# Toro PowerShift 1232 Drive lower pulley always turning (TRACTION-SHEAVE, HALF) Solved



## AndyForWI (Jan 22, 2021)

***
1/24/2021 This was solved thanks to Captchas. Problem was that I had installed the Belt Guide in the wrong place, once installed correctly, everything worked as it should.
***



Hello I just picked up a broken 12/32 two weeks ago.
I Fixed the transmission, starter, recoil, axle bushing, carb....... It now runs great, plenty of power, the gears work, powershift works, one minor problem:

*With the engine running, even though there is slack in the Tracktion V-belt, the transmission pulley is always turning.*
Is this normal behavior? I have adjusted the Traction cable, I can see the play in the V-Belt. Perhaps I don't have the proper V-belt?
There is a lot of slack in the v-belt and it still turns the lower pulley.

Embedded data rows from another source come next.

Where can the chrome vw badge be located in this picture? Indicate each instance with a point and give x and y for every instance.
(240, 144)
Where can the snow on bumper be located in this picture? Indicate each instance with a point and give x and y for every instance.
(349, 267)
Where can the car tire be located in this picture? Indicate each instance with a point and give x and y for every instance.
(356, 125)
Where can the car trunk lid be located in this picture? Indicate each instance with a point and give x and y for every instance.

With the engine running, if I shift out of neutral, it will jump into gear (because the traction pulley is turning).

Any thoughts would be appreciated.

Toro 1232
Model number: 38590
Serial Number: 6905183
Tecumseh engine 12 hp OHSK120 222024E (H)

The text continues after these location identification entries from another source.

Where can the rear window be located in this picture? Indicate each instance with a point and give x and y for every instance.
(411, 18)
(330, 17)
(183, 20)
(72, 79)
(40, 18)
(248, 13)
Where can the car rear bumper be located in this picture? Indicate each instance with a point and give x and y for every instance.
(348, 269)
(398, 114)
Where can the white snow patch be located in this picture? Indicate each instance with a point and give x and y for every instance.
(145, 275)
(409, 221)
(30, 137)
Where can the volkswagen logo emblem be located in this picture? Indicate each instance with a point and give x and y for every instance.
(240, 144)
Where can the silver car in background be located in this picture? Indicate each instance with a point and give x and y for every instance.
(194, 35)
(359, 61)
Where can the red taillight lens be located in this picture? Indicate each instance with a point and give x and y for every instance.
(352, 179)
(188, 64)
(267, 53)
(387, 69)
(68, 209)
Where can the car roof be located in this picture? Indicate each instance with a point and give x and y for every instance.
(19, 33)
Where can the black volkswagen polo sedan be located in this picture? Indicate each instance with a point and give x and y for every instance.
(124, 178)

All of these pictures are with the Tracktion Level NOT held down


















It is hard to tell from the picture. I'm squeezing the tracktion v-belt, there is about 1 - 1.5 inches between the insides of the belt when I squeeze it. 










Thank you
-andy


----------



## Oneacer (Jan 3, 2011)

Could be a wrong belt, could be a new belt that you might have to adjust the idler pulley til it breaks in, or could be the belt fingers need adjusting.


----------



## tpenfield (Feb 24, 2015)

Should not turn the drive pulley when the hand grip is not engaged . . . IF the belt is a wee bit tight or sticky, then it might turn the drive pulley slowly . . .


----------



## 140278 (Aug 27, 2020)

welcome to the SBF

only thing i see is you have the belt guide on upside down it mounts bottom up as you can see from the lack of dirt near the lower holes why the belt is turning the trans pulley never had one doing that in the shop 
attached is the shop and owners manuals to help you


----------



## AndyForWI (Jan 22, 2021)

captchas said:


> welcome to the SBF
> 
> only thing i see is you have the belt guide on upside down it mounts bottom up as you can see from the lack of dirt near the lower holes why the belt is turning the trans pulley never had one doing that in the shop
> attached is the shop and owners manuals to help you


Thanks for the guides and the catch about the belt guide, I will take a look and see if that does it.


----------



## AndyForWI (Jan 22, 2021)

Captchas, you were 100% correct, the problem was the upsidedown belt guide. Once I put the belt guide on correctly, traction engaged as it should.
I adjusted the cable tension,and now it works perfectly.

Thank you for the quick solution.

Here is a pic of the correctly positions belt guide










-andy


----------



## 140278 (Aug 27, 2020)

help is what this forum is all about even if we sometimes bust the family items.


----------